SAN FRANCISCO — Despite results from five major studies showing the effects of intensive glycemic control in patients with diabetes, the question remains: How low should one go?
Dr. Elizabeth J. Murphy distilled the data into a simple prescription for clinicians at a meeting on diabetes and endocrinology sponsored by the University of California, San Francisco.
For most patients with diabetes, aiming for a glycosylated hemoglobin (HbA1c) level below 7% “is still a very good goal,” said Dr. Murphy, chief of endocrinology at San Francisco General Hospital. Consider striving for lower HbA1c targets in younger, healthier, newly diagnosed patients “where you haven't seen adverse events. We know that in that population we can do the most to prevent the sequelae” of the disease, she added.
For patients who are expected to live less than 5 years or who have severe hypoglycemia, advanced complications, or other significant comorbid conditions, “higher targets like 8% might be appropriate,” Dr. Murphy said.
A 2009 position statement by the American Diabetes Association, American Heart Association, and American College of Cardiology reached similar conclusions in its interpretation of the recent data (Diabetes Care 2009;32:187-92). The position statement “is a long way of saying that we don't change anything,” Dr. Murphy said.
The new data and the joint position statement by the three groups were not enough to convince the American Association of Clinical Endocrinologists to modify its recommendation to aim for an HbA1c level below 6.5% in most patients, “but I still feel that less than 7%, given the data we have, is what we should stick with,” said Dr. Murphy, who based her advice on five key trials:
▸ 10-year follow-up of patients in the United Kingdom Prospective Diabetes Study (UKPDS) (N. Engl. J. Med. 2008;359:1577-89).
▸ Action to Control Cardiovascular Risk in Diabetes (ACCORD) study (N. Engl. J. Med. 2008;358:2545-59).
▸ Action in Diabetes and Vascular Disease: Preterax and Diamicron Modified Release Controlled Evaluation (ADVANCE) trial (N. Engl. J. Med. 2008;358:2560-72).
▸ Veterans Affairs Diabetes Trial (VADT) (N. Engl. J. Med. 2009;360:129-39).
▸ The Steno-2 trial from the Steno Diabetes Center in Copenhagen (N. Engl. J. Med. 2008;358:580-91).
All of the data, with the possible exception of VADT, suggest that lower HbA1c levels are better for preventing the microvascular complications of diabetes. To prevent macrovascular complications, the benefits of glycemic control are small in comparison to managing hypertension and dyslipidemia, which play far larger roles in morbidity and mortality.
“I hate to say this as an endocrinologist, but blood pressure control is much more important than glycemic control,” especially in patients with type 2 diabetes, she said, but “in type 1 diabetes that might not be the case.”
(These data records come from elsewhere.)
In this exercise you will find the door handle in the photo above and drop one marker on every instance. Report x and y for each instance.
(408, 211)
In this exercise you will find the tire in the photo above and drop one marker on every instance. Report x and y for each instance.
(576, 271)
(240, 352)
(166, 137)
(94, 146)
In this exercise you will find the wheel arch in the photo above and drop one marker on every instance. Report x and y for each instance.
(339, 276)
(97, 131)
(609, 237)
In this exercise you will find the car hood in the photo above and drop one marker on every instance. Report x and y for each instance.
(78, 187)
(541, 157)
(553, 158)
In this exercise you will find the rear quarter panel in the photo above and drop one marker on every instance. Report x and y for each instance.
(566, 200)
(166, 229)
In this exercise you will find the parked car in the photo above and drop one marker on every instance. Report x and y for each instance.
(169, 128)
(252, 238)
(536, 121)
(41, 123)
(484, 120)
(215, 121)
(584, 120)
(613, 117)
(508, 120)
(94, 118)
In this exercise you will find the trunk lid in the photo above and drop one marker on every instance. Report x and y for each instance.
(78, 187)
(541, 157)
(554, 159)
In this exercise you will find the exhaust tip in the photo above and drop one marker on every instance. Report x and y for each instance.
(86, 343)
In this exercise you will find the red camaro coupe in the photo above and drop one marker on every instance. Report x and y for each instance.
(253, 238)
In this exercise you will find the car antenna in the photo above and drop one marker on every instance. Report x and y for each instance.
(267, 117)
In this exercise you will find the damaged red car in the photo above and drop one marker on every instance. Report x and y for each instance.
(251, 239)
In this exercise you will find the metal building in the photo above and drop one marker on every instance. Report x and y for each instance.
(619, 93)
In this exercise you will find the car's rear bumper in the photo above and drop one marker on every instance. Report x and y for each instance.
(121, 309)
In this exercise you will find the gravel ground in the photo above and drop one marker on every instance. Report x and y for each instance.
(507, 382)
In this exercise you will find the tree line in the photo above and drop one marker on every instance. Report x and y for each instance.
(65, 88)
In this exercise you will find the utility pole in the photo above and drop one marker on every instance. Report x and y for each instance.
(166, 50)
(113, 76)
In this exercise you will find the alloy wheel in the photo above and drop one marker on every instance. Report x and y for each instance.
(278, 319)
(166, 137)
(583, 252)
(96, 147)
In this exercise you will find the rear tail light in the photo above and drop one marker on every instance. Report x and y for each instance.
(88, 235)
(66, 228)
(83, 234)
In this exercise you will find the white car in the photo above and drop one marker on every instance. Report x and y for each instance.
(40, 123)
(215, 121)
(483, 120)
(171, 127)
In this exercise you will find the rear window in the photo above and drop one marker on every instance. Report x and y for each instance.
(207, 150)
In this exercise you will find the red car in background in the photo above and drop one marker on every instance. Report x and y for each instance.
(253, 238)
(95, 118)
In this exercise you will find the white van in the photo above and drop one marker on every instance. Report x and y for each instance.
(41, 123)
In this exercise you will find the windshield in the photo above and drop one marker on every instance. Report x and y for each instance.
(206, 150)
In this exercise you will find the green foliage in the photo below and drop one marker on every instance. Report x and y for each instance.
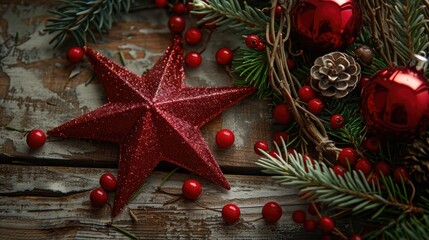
(81, 18)
(231, 15)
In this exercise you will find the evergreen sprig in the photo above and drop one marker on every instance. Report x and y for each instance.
(81, 18)
(231, 15)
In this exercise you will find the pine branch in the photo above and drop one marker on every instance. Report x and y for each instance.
(81, 18)
(231, 15)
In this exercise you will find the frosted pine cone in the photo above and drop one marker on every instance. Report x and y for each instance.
(335, 74)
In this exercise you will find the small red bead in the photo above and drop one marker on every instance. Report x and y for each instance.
(400, 174)
(193, 36)
(191, 189)
(176, 24)
(272, 212)
(363, 165)
(315, 106)
(337, 121)
(108, 182)
(310, 225)
(75, 54)
(282, 114)
(224, 56)
(252, 41)
(36, 138)
(193, 59)
(382, 168)
(299, 216)
(277, 138)
(98, 197)
(225, 138)
(340, 170)
(260, 146)
(326, 224)
(306, 93)
(179, 8)
(347, 156)
(231, 213)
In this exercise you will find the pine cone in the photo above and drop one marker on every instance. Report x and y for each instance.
(417, 161)
(335, 74)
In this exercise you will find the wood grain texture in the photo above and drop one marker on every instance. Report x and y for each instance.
(53, 202)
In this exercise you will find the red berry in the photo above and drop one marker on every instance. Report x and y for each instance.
(224, 56)
(337, 121)
(272, 212)
(231, 213)
(306, 93)
(191, 189)
(326, 224)
(176, 24)
(252, 41)
(193, 36)
(282, 114)
(225, 138)
(340, 170)
(382, 168)
(75, 54)
(347, 156)
(36, 138)
(179, 8)
(108, 182)
(400, 174)
(363, 165)
(193, 59)
(315, 106)
(260, 146)
(299, 216)
(98, 197)
(310, 225)
(278, 137)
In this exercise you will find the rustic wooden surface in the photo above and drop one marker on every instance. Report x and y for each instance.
(44, 193)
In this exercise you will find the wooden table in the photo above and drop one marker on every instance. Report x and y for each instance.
(44, 193)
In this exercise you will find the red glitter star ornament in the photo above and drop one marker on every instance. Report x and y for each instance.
(154, 118)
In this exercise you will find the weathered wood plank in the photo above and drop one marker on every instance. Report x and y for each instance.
(35, 91)
(52, 202)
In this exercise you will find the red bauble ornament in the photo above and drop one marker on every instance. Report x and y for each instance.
(323, 26)
(231, 213)
(98, 197)
(225, 138)
(108, 182)
(159, 119)
(191, 189)
(36, 138)
(272, 212)
(396, 102)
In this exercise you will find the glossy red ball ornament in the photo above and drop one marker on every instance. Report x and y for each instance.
(225, 138)
(260, 146)
(191, 189)
(282, 114)
(75, 54)
(193, 36)
(36, 138)
(98, 197)
(396, 102)
(108, 182)
(193, 59)
(272, 212)
(231, 213)
(322, 26)
(224, 56)
(176, 24)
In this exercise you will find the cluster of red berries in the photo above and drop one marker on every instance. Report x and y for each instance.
(271, 211)
(349, 158)
(98, 196)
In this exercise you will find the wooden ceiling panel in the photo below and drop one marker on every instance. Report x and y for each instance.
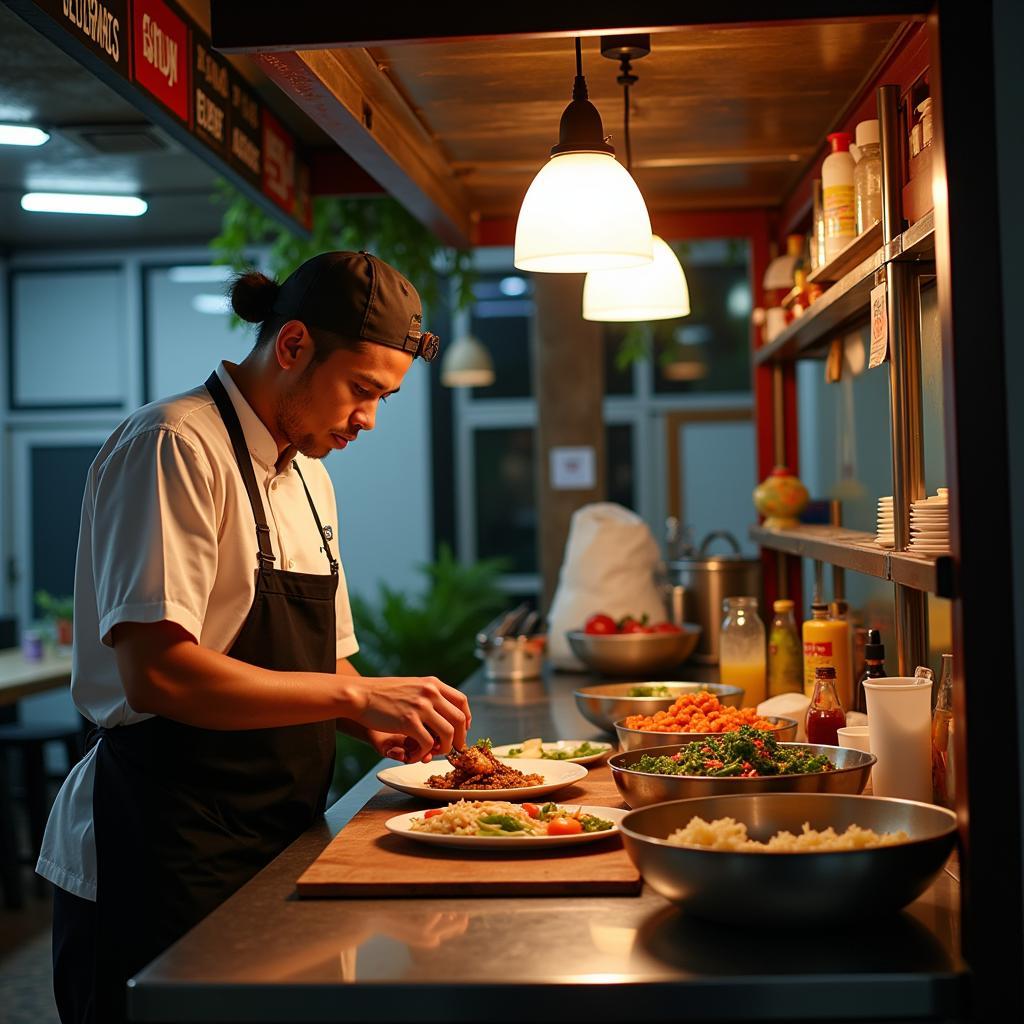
(720, 117)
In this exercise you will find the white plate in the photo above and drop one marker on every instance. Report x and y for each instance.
(400, 824)
(413, 779)
(559, 744)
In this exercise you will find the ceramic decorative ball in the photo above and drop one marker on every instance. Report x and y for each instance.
(780, 499)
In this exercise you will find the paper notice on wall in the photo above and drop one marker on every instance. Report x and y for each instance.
(880, 327)
(573, 468)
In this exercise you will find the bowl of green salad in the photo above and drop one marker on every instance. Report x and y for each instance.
(742, 762)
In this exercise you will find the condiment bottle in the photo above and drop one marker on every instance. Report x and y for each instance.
(784, 651)
(867, 176)
(875, 668)
(825, 642)
(741, 648)
(839, 611)
(824, 715)
(838, 193)
(943, 729)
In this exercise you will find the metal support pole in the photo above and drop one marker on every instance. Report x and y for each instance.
(839, 573)
(902, 306)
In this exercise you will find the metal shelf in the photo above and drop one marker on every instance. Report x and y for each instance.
(863, 246)
(847, 300)
(853, 550)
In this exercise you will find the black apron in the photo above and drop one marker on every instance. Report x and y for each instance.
(184, 816)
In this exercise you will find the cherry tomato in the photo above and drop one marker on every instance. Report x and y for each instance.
(600, 626)
(564, 826)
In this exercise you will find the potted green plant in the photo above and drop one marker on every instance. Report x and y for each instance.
(58, 610)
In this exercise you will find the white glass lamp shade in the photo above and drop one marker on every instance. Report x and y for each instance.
(467, 364)
(582, 212)
(657, 291)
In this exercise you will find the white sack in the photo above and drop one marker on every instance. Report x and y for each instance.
(609, 566)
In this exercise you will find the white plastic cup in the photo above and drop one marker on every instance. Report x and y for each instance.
(899, 722)
(855, 737)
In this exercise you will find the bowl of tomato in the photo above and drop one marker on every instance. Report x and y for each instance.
(631, 646)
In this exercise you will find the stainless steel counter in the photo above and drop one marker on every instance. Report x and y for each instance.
(266, 955)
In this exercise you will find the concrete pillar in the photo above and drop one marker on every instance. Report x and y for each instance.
(568, 382)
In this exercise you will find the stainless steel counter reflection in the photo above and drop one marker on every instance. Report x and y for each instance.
(267, 955)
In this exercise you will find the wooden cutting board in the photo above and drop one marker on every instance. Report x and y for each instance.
(366, 860)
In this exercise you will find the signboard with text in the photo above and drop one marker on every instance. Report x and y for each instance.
(161, 55)
(153, 49)
(101, 26)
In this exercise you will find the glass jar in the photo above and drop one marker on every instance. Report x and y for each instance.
(741, 656)
(867, 186)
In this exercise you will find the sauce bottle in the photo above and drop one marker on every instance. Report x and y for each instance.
(824, 716)
(943, 728)
(875, 668)
(784, 652)
(826, 641)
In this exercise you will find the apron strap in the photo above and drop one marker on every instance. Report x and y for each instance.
(219, 394)
(312, 508)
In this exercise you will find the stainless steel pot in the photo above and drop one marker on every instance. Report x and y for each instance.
(709, 580)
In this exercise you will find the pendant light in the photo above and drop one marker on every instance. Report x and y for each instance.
(467, 364)
(583, 211)
(658, 290)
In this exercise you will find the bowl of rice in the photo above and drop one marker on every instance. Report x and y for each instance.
(790, 858)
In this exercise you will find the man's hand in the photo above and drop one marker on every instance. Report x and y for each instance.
(431, 716)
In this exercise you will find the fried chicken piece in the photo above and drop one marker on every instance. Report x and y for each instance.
(473, 761)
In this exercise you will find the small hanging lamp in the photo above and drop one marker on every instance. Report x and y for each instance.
(467, 364)
(657, 290)
(583, 211)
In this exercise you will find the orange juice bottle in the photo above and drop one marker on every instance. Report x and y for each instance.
(826, 643)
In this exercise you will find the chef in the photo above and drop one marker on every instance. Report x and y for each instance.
(212, 628)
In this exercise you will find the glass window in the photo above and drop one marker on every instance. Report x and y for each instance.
(619, 454)
(505, 497)
(501, 317)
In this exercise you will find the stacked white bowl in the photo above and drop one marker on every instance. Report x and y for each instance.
(886, 536)
(930, 524)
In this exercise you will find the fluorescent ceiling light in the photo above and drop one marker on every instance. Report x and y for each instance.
(22, 135)
(214, 304)
(114, 206)
(200, 274)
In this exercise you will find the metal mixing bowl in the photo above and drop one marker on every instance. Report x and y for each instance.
(635, 653)
(604, 704)
(792, 888)
(637, 739)
(642, 788)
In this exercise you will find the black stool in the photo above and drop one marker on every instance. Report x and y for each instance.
(30, 741)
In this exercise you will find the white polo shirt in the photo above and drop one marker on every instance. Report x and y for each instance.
(168, 534)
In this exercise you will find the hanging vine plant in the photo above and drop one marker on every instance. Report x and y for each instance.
(380, 225)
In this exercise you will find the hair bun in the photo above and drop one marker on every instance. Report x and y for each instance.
(253, 295)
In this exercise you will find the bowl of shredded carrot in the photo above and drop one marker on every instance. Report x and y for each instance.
(696, 716)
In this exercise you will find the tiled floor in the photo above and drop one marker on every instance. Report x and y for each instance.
(26, 981)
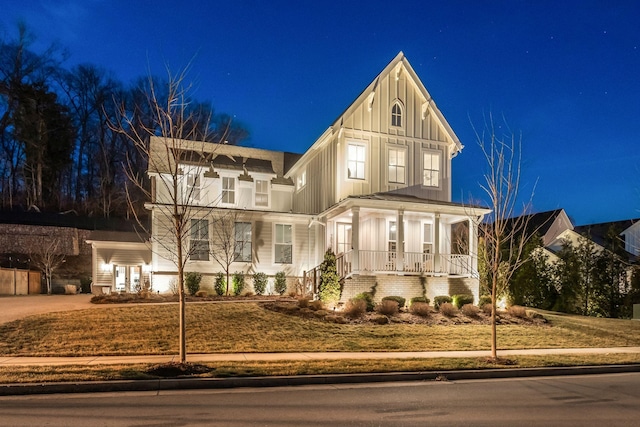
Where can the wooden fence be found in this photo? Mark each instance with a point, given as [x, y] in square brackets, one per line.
[19, 282]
Aggressive treatment in the early stages of diabetes has long-lasting microvascular and macrovascular benefits, the data show, but aggressive blood pressure lowering must be continued to maintain the benefits.
Some of these major studies are ongoing, and “we will have to await longer follow-up” for a better picture of the relationship between HbA1c levels and cardiovascular complications, Dr. Murphy said.
She has been a consultant for Daiichi Sankyo Co., which markets drug therapies for diabetes.